Franziska Sordon hat für den hauseigenen Kritiker*innenclub des Deutschen Theaters Göttingen, der »Scharfe Blick«, die Produktion »Das deutsche Haus« besucht.
Das deutsche Haus
Zum Stück

Schon mit dem ersten Bild im Theatersaal entfaltet sich eine besondere Atmosphäre: Ein junger Mann hetzt mit Ruck- und Schlafsack durch die Publikumsreihen, sein Blick huscht unruhig suchend über die Gesichter schick gekleideter Theaterbesucher*innen, seine Stimme schwankt zwischen Hoffnung und Aufgewühltheit. Es ist Lukas, ein Student, gespielt von Christoph Türkay. Er sucht ein Zimmer. Eine Unterkunft für sein Studium, für seine Zukunft. Köpfe drehen sich nach ihm um. Ein paar der Zuschauer*innen weichen ihm aus, blicken weg, peinlich berührt durch die unvermutete Konfrontation mit einem Bittsteller. Es ist ein fulminanter Einstieg in die Inszenierung von »Das deutsche Haus« am Deutschen Theater Göttingen, die den Theaterraum auf intelligente Weise aufbricht und uns mitten ins Geschehen hineinzieht. Eine Zuschauerin hinter mir gibt Lukas den Tipp, »es mal bei Familie Ruch zu versuchen«. Den Bäcker*innen. Die hätten sicher Platz. Lukas scheint für jeden Tipp dankbar und stolpert Richtung Bühne.

Das imposante Bühnenbild für diese Uraufführung, detailverliebt von Thomas Rump und Nathalie Noël entworfen, spiegelt die prunkvolle Architektur des Theatersaals wider: goldene Verzierungen, Kronleuchter, schwere rote Samtvorhänge. Alles erweckt den Anschein, als würde sich die Bühne selbst in den Zuschauerraum hinein ausdehnen. Vermutlich eine Anspielung darauf, dass die Grenzen zwischen Fiktion und Realität in dieser Inszenierung verschwimmen werden.

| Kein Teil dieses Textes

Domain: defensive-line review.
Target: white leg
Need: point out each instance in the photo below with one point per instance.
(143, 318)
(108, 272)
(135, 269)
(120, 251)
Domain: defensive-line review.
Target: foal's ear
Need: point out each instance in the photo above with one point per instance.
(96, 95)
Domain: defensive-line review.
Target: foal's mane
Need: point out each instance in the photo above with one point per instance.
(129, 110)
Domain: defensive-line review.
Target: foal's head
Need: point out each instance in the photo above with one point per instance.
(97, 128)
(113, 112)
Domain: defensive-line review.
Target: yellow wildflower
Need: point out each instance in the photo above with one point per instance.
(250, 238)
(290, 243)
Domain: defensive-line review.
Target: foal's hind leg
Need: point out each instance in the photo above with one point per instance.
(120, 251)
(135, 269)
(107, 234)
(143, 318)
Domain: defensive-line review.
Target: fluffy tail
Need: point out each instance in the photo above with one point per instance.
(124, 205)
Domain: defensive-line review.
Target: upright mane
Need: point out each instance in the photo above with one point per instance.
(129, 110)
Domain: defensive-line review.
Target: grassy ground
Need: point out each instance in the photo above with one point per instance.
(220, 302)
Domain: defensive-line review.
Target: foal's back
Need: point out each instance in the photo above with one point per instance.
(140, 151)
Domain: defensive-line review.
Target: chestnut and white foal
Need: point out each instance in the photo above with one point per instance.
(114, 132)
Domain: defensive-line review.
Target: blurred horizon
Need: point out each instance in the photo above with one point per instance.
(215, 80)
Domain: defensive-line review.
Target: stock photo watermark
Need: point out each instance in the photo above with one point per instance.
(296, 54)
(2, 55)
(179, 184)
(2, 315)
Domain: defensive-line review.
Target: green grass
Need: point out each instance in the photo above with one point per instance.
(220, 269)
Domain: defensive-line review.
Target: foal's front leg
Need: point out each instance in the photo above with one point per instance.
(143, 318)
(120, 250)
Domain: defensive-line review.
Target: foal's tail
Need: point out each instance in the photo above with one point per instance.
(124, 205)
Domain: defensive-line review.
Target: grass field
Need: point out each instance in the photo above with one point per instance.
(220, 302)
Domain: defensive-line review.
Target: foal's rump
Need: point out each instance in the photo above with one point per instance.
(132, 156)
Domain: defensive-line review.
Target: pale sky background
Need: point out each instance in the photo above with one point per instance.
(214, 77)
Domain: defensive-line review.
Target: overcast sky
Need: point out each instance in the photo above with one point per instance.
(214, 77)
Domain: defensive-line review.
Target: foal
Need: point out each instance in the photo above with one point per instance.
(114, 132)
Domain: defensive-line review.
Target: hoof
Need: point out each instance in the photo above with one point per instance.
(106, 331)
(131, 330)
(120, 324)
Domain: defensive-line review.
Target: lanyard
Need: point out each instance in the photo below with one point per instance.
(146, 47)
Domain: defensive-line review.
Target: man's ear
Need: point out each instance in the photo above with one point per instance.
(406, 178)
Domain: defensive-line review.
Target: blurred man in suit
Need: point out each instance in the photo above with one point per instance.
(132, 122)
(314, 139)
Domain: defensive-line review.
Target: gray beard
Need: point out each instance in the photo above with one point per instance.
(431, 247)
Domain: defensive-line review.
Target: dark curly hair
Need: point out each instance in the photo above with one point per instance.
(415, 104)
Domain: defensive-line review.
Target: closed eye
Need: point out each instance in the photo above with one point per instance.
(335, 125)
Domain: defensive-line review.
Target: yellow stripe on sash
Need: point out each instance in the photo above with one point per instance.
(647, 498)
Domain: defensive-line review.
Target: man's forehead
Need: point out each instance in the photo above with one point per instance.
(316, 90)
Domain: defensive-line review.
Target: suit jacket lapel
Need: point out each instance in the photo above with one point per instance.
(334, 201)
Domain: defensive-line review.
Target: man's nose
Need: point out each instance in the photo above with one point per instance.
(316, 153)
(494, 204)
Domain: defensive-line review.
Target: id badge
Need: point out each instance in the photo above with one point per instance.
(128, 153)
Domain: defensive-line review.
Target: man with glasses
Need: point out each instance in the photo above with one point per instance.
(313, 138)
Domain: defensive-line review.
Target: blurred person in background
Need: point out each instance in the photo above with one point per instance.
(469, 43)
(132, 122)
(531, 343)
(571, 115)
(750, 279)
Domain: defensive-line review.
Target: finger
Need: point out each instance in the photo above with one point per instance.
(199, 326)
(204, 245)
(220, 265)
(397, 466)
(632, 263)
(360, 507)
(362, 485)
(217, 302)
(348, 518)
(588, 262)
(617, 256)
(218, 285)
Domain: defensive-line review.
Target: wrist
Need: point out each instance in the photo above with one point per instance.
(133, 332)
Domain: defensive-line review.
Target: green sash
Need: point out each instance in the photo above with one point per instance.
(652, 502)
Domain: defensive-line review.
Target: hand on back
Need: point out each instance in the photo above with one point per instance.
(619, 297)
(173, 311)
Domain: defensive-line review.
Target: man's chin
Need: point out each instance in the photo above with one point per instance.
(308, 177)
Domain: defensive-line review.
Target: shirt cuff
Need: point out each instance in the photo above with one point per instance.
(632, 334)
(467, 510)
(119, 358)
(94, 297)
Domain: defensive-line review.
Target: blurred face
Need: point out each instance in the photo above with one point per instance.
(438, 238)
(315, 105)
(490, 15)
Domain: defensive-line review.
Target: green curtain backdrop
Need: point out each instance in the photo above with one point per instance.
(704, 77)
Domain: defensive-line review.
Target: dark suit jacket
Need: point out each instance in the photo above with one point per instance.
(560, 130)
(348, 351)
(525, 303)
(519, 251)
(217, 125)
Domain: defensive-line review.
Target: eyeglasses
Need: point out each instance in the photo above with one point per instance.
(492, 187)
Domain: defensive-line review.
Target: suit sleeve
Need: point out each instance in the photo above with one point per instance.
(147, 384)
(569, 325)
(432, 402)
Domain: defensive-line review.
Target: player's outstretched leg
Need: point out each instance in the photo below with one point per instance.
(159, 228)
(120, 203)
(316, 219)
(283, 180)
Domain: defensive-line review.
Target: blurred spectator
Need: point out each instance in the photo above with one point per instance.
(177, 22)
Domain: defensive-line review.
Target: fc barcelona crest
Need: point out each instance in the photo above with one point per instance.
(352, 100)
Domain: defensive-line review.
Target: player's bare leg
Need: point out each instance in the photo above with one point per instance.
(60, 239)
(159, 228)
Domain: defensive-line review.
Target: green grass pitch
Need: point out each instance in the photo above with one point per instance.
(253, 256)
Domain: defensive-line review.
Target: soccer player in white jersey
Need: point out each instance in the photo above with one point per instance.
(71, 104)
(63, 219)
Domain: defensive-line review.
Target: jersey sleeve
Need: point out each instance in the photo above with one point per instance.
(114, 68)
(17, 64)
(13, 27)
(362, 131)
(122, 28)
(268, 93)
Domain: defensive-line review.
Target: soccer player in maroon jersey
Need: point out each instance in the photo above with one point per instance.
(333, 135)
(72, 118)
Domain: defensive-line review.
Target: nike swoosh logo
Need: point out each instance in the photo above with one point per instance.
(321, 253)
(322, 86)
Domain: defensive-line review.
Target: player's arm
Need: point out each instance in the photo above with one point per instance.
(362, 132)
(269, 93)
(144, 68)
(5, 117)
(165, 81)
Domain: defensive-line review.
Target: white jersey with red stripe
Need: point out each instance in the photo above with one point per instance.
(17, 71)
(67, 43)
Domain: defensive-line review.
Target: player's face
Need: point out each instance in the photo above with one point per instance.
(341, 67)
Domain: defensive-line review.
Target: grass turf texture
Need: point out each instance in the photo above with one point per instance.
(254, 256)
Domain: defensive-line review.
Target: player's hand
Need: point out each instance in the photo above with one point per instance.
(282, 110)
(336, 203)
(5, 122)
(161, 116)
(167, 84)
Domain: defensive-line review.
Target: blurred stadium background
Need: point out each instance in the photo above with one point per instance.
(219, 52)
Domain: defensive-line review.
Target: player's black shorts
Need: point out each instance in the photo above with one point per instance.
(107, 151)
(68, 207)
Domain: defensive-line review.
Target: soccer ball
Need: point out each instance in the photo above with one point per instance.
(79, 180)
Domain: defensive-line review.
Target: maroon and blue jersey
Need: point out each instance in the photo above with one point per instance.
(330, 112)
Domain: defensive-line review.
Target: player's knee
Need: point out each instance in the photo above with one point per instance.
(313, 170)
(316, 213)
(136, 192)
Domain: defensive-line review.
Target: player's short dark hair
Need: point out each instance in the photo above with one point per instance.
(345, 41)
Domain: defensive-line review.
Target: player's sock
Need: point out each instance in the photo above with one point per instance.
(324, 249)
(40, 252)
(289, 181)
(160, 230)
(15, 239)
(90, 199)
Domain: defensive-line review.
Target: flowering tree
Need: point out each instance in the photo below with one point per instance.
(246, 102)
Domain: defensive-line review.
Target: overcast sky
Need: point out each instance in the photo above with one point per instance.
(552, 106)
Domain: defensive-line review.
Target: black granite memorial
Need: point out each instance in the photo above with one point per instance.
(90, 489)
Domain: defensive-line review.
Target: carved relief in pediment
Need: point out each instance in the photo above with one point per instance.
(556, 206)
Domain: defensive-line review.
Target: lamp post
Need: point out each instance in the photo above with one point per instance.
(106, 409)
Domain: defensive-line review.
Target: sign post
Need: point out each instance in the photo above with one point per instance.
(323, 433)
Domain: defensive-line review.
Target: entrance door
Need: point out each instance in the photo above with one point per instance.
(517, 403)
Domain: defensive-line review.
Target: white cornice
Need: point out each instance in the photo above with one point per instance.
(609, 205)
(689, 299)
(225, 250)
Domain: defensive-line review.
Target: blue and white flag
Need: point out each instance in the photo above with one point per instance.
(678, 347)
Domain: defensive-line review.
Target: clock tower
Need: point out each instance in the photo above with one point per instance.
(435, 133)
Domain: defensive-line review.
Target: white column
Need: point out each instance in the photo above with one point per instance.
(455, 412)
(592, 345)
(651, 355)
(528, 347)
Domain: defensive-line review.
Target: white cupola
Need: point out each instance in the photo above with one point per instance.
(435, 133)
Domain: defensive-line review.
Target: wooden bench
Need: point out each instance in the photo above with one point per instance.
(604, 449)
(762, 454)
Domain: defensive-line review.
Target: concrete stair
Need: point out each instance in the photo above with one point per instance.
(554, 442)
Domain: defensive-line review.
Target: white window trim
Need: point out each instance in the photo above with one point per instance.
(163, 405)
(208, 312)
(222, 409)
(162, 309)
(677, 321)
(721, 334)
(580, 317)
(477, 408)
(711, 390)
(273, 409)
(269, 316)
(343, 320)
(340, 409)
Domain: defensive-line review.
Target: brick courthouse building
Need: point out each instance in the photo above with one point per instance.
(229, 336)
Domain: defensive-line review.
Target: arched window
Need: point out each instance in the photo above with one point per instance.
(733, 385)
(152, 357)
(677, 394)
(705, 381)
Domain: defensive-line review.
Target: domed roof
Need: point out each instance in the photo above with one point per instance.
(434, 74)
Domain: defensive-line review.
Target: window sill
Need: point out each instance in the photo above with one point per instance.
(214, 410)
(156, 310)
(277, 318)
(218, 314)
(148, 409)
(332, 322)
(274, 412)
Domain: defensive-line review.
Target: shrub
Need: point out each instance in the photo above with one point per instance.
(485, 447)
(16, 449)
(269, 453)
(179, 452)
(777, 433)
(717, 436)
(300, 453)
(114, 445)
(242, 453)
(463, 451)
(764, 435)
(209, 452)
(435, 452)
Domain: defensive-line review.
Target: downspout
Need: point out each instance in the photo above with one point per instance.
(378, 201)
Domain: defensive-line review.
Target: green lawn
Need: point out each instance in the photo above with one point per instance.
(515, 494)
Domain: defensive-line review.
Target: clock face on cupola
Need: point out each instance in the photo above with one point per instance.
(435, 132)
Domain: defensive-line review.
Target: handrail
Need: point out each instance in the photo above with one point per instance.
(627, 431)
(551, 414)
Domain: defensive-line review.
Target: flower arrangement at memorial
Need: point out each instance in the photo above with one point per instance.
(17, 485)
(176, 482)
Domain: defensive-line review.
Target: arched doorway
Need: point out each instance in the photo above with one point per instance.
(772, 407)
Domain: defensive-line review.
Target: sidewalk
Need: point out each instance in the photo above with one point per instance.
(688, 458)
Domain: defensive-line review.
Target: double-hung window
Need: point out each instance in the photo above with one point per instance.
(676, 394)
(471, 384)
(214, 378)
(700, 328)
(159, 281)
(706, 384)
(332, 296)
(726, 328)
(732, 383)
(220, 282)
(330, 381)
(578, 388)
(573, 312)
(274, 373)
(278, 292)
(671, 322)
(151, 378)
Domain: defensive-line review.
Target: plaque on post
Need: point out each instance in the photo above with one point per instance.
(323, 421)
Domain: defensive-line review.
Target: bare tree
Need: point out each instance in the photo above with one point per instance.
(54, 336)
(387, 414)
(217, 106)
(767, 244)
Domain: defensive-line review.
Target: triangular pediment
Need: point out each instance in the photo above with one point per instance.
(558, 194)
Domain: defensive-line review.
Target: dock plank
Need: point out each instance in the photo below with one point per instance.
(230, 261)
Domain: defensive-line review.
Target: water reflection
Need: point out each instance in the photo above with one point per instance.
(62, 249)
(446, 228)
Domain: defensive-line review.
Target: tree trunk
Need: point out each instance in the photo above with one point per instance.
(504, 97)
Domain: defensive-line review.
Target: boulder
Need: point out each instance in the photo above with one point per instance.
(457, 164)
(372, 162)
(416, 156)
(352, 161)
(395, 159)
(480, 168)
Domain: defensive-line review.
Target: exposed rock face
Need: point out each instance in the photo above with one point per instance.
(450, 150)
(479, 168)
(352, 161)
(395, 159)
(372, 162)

Judith Strößenreuter, Andrea Strube, Daniel Mühe und Gabriel von Berlepsch brillieren in ihren Rollen als dominante und mysteriöse Bewohner des deutschen Hauses. Einer Studentenverbindung, die im Zentrum der Handlung steht. Ihre überlegene, teils unheimliche Präsenz lässt einen gelegentlich erschaudern, teilweise herzlich boshaft lachen. Doch niemand fesselt so sehr mit seinem Schauspiel wie Christoph Türkay. Mit atemberaubender Intensität verkörpert er den jungen Studenten Lukas, der voller Enthusiasmus sein Studium in der neuen Stadt, mit den neuen Mitbewohnern beginnt und mit jeder Szene tiefer in die Mechanismen eines Systems gerät, das ihm fremd ist. Seine Stimme: teils leise und unsicher, dann wiederum bebend. Seine Körperhaltung spiegelt das Schwanken zwischen erzwungener Anpassung und zaghafter Gegenwehr wider. Eine Leistung, die in Erinnerung bleibt.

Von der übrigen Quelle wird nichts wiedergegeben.